The threefold division of living mammals into monotremes, marsupials and placentals was already well established when Thomas Huxley proposed the names Metatheria and Eutheria to incorporate the two latter groups in 1880. Initially treated as subclasses, Metatheria and Eutheria are by convention now grouped as infraclasses of the subclass Theria, and in more recent proposals have been demoted further (to cohorts or even magnorders), as cladistic reappraisals of the relationships between living and fossil mammals have suggested that the Theria itself should be reduced in rank.

Prototheria, on the other hand, was generally recognised as a subclass until quite recently, on the basis of a hypothesis which defined the group by two supposed synapomorphies:

1. formation of the side wall of the braincase from a bone called the anterior lamina, contrasting with the alisphenoid in therians; and
2. a linear alignment of molar cusps, contrasting with a triangular arrangement in therians. These characters appeared to unite monotremes with a range of Mesozoic fossil orders (Morganucodonta, Docodonta, Triconodonta and Multituberculata) in a broader clade for which the name Prototheria was retained, and of which monotremes were thought to be only the last surviving branch.

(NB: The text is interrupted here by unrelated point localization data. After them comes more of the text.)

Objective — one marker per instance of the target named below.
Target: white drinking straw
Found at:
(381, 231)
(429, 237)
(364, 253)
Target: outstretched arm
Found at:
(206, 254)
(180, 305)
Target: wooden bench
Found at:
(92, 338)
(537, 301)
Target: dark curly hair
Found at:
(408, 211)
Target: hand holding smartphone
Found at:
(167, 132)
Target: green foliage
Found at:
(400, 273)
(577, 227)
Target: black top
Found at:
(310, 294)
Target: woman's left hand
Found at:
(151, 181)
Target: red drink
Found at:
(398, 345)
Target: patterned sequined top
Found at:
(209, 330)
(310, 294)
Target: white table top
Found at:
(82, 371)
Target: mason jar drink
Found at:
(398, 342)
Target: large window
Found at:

The evidence which was held to support this grouping is now universally discounted. In the first place, examination of embryos has revealed that the development of the braincase wall is essentially identical in therians and in 'prototherians': the anterior lamina simply fuses with the alisphenoid in therians, and therefore the 'prototherian' condition of the braincase wall is primitive for all mammals while the therian condition can be derived from it. Additionally, the linear alignment of molar cusps is also primitive for all mammals. Therefore, neither of these states can supply a uniquely shared derived character which would support a 'prototherian' grouping of orders in contradistinction to Theria.

In a further reappraisal, the molars of embryonic and fossil monotremes (living monotreme adults are toothless) appear to demonstrate an ancestral pattern of cusps which is similar to the triangular arrangement observed in therians. Some peculiarities of this dentition support an alternative grouping of monotremes with certain recently discovered fossil forms into a proposed new clade known as the Australosphenida, and also suggest that the triangular array of cusps may have evolved independently in australosphenidans and therians.

The Australosphenida hypothesis remains controversial, and some taxonomists (e.g. McKenna & Bell 1997) prefer to maintain the name Prototheria as a fitting contrast to the other group of living mammals, the Theria. In theory, the Prototheria is taxonomically redundant, since Monotremata is currently the only order which can still be confidently included, but its retention might be justified if new fossil evidence, or a re-examination of known fossils, enables extinct relatives of the monotremes to be identified and placed within a wider grouping.